Art of the Ancient Americas:
Paccha (Ritual Watering Vessel) South America, Central Andes, Inca. Late Horizon, A.D. 1438 - 1550. Ceramic, 13 1/2 x 5 1/8 x 3 1/2 in. (33.8 x 12.8 x 8.8 cm). Gift of William C. and Carol W. Thibadeau. 1989.8.161 One of the rarest objects in the collections, this Central Andean ritual watering vessel is called a paccha in Quechua, the Inca language. Although it appears to be created from various materials, it was made entirely in clay to imitate several objects. These were placed together symbolically to encapsulate the stages of growing maize (corn), the most important foodstuff in the Inca empire.

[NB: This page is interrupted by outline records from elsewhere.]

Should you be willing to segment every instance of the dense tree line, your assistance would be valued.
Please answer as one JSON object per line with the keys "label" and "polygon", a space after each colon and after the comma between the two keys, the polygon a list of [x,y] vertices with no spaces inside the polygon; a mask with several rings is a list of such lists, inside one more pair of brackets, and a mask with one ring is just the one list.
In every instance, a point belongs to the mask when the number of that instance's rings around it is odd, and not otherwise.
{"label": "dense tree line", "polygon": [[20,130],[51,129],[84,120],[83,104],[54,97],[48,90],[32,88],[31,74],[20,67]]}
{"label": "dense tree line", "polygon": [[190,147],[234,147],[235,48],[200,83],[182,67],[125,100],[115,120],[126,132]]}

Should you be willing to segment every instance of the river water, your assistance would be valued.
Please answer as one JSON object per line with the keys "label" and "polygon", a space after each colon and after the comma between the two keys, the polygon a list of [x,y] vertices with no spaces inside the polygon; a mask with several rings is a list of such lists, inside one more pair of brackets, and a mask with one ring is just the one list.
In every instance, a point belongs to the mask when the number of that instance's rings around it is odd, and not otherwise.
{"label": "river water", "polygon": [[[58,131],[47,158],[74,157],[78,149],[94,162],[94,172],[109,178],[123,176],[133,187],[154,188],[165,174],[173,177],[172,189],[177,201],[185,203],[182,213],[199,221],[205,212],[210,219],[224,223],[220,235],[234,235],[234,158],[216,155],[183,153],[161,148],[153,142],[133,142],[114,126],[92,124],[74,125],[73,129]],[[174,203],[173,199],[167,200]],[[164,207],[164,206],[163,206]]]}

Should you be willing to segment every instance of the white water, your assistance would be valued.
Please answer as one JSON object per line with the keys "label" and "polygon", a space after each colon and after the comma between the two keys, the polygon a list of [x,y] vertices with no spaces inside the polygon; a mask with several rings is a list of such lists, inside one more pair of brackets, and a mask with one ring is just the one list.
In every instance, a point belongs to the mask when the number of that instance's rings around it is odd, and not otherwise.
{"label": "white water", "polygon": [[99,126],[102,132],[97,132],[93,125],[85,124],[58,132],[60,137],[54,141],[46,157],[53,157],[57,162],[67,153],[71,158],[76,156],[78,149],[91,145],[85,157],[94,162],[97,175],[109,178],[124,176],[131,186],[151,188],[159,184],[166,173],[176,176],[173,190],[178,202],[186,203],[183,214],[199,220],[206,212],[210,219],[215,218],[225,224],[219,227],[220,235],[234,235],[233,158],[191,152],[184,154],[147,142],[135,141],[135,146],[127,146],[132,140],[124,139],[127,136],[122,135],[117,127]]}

The hooked and pointed portion represents the traditional Andean man's foot plow, known as a chakitaqlla, used to punch a hole in the soil for planting. A planter holds the long portion upright (the actual one has a much longer shaft) and steps on the hook. The artist has even modeled and painted the rope that binds the two parts of an actual plow. Atop the shaft is a half-grown ear of corn molded directly from nature; the smoothed side seams remain visible. Finally, above the hook is a miniature urpu, the long-necked storage jar for fermented corn drink (chicha). This final stage of corn consumption thus completes the cycle of planting, growing, and using maize products. However, Andean art is rarely - if ever - truly complete without activation through ritual. Wear on the tip of this entirely hollow object shows that it was itself "planted" in the ground so that liquid, perhaps chicha, could flow through it to "water" the field; the image of one successful planting ensures another.